A star is born came out on 2018, got oscarized one year after and had three years to soak and filter slowly into the collective consciousness while Chromatica’s marketing machinery slowly stopped after the meme / song of 911. As a result, my mom does not know what Rain On Me is, but she knows every lyric to Always Remember Us This Way. And this is great for Lady Gaga, because she has finally transcended from a semi niche queer diva to a full on stadium artist that is capable of keeping the masses engaged for 40 minutes only with her voice and a piano. And yes everyone will know every word to shallow. And to The Edge Of Glory. And that’s lovely and all, but I still think that after all the peppy middle section of the show, to give the audience almost an hour with nothing but Gaga and a light, is a little bit… underwhelming.

Then she switches, plays Stupid Love and Rain On Me and the concert should have ended there. But then the lights do not come up. And after the Joanne World Tour I officially hate anyone finishing with a ballad after the highest point of the show. Any pop concert should end up as an extended version of a party song, while everything is covered in lasers and confetti. Part of me was still hopeful. “Okay she might do a dark – techno redemption of Dance In The Dark or something”. And then I listened the first acoustic guitar chords of a random song that I did not even recognize, and I walked off like this:

Follow me on instagram, im fun.

And by the way I eluded the avalanche of people while doing it, so props to me.

Just like that the Chromatica Ball ends up being a solid 7.5/10 instead of an amazing 10/10 because of this. Someone needs to tell her to dosify the piano. And just finish with Rain On Me, it was a no brainer. And add some sparkle, confetti or something. From here, from the bottom of a gay’s heart, a message to Stefani:


Lady Gaga, my love, you don’t need to run and dance like a crazy person anymore. You are a worldwide superstar. What you need is a group of people who will tell you: No babes, it is not a great idea to open with bad romance inside an inverted traffic cone. Too much piano all at once. No, is not a great idea to close with that song.
And more concept and theatricality.

What happened with the Gaga that built a narrative throughout the show. The Gaga that made the interlude videos and the sections of the show make sense. The Gaga that told a story. That Gaga is there, somewhere. You can see it in the final spoken word piece before the finale, or in the performance or Monster, where she evokes the 2009 Gaga. She is not a victim of her persona anymore, and that’s great, but the show still needs some finessing.

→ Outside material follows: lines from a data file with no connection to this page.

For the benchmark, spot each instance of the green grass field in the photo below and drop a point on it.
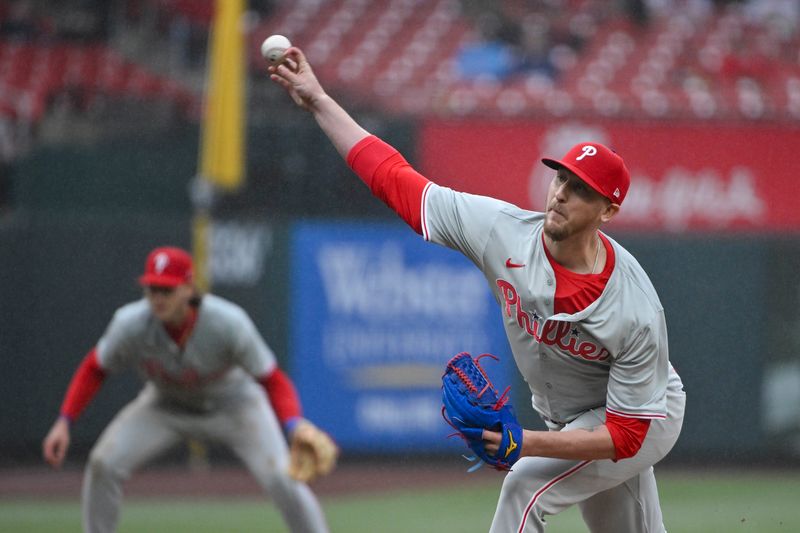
(692, 502)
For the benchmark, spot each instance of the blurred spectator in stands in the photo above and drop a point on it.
(534, 47)
(487, 55)
(18, 20)
(189, 22)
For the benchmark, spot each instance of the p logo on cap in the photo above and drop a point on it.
(167, 267)
(599, 166)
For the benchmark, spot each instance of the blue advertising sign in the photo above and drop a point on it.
(376, 313)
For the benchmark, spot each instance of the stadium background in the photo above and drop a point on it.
(101, 107)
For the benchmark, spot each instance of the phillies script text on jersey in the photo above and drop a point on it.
(553, 332)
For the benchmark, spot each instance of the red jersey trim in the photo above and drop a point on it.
(424, 213)
(627, 434)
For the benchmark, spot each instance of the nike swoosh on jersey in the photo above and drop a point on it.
(511, 264)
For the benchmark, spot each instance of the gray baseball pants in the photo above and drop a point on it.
(613, 496)
(144, 429)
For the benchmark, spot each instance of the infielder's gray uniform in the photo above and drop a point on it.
(612, 355)
(205, 391)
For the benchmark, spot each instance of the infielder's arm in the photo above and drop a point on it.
(85, 383)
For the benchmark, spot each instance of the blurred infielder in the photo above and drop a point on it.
(210, 376)
(583, 320)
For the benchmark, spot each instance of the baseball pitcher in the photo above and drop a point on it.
(209, 375)
(584, 322)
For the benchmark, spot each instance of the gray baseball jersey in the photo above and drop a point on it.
(205, 391)
(613, 353)
(222, 350)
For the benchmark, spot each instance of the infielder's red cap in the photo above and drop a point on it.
(599, 166)
(167, 267)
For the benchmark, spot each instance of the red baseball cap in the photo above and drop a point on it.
(167, 267)
(599, 166)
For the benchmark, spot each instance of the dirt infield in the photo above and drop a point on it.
(227, 480)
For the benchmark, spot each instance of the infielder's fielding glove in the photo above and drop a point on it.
(312, 452)
(472, 403)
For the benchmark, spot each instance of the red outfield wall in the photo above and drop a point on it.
(685, 176)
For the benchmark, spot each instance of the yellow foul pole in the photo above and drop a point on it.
(221, 158)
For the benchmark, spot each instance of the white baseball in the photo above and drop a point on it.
(273, 48)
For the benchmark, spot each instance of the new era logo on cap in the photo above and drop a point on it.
(599, 166)
(167, 266)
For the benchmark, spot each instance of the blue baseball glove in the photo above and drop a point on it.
(472, 404)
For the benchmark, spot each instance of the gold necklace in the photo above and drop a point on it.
(596, 255)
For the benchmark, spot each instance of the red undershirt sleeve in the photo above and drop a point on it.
(85, 383)
(389, 176)
(626, 433)
(283, 397)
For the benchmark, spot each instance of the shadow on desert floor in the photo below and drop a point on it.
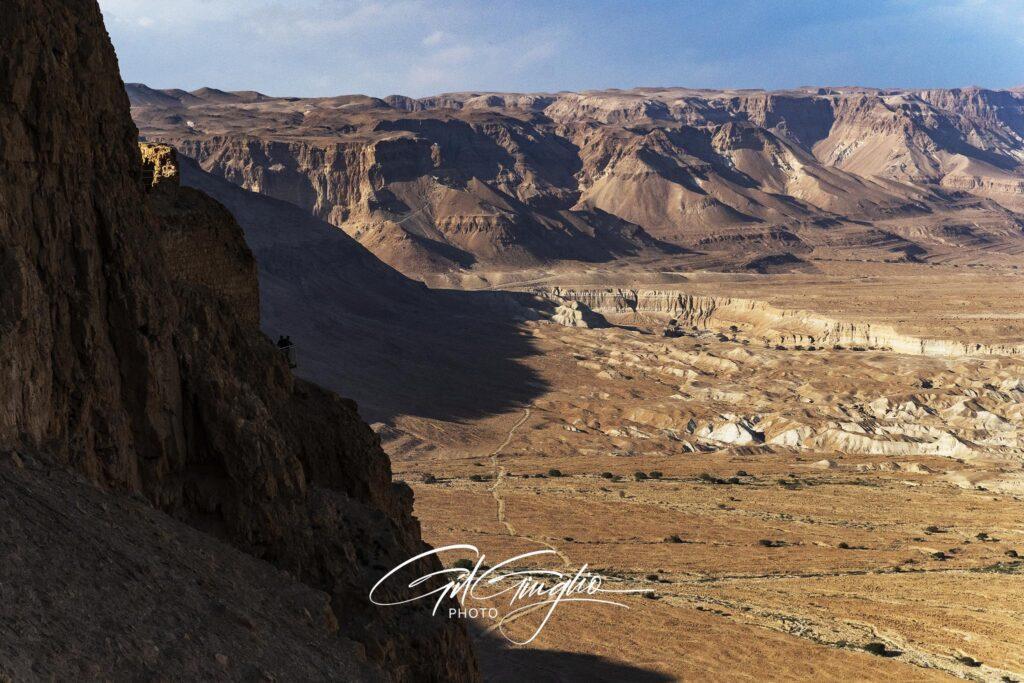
(456, 358)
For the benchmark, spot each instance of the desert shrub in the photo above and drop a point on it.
(881, 650)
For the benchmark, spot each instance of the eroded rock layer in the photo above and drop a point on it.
(138, 364)
(506, 180)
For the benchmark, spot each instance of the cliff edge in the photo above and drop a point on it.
(141, 369)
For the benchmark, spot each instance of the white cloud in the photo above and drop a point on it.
(433, 39)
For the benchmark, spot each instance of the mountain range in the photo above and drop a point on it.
(506, 180)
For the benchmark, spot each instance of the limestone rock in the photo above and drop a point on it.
(144, 379)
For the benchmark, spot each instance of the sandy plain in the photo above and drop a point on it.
(791, 512)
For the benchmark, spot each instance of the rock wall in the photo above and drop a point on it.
(761, 321)
(126, 369)
(200, 240)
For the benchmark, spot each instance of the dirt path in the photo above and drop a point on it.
(500, 473)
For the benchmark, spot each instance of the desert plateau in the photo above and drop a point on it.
(752, 357)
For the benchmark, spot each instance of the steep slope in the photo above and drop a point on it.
(510, 180)
(364, 330)
(147, 376)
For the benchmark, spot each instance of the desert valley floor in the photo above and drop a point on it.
(757, 356)
(786, 505)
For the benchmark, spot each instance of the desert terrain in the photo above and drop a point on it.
(756, 357)
(823, 510)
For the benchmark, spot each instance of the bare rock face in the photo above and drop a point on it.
(511, 179)
(137, 363)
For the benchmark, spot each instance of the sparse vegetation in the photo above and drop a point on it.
(881, 649)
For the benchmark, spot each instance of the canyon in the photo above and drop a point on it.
(754, 356)
(176, 502)
(463, 184)
(757, 358)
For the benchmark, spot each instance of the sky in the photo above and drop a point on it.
(422, 47)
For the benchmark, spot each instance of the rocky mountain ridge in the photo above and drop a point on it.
(134, 360)
(514, 179)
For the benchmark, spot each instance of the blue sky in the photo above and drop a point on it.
(420, 47)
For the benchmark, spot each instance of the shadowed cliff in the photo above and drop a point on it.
(130, 355)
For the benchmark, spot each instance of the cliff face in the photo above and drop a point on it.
(761, 322)
(137, 361)
(508, 179)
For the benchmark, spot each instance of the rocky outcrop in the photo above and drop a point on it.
(764, 323)
(513, 179)
(200, 239)
(137, 364)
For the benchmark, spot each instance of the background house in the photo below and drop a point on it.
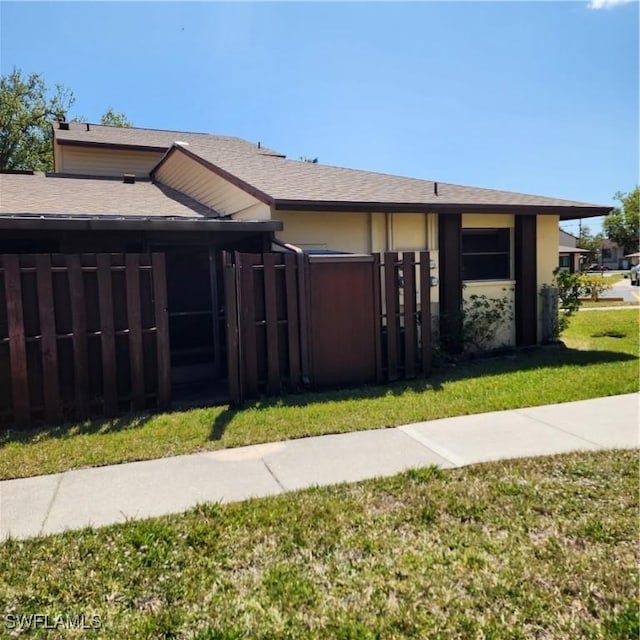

It is funny how she always has been compared with Madonna and yet she somehow misses the criteria. Madonna is less of an artist and much more of a business woman, and as a very efficient business woman, she never failed to deliver a great pop show: Breath-taking entrances, reworks of her old classics, intimate moments and an effective finale.

And here we are, for the sixth consecutive time, listening to the original version of Just Dance.

Where is Dance In The Dark? The “free bitch” bit works perfectly in between Alice and Free Woman.

Where is the full-on dystopic section with an oppressive government? Paparazzi and Government Hooker after 911? Where is Plastic Doll? And Sine From Above?

A stadium rock star section with epic versions of Bad Romance, Born This Way and Perfect Illusion?

Venus? Chromatica is literally another planet. It writes itself.

As a long time Gaga connoisseur, I might just be upset seeing the possibilities of what could have been. But then again, perhaps she does not want to do that. To be that.

After the concert I see her much more as a Raffaela Carra, a Mylene Farmer. I see her more as a Bon Jovi, as a Sting. A rock stadium act that fulfils the needs of the middle class people to do something on a Saturday night.

Perhaps she does not want to be a pop star anymore. And that’s okay.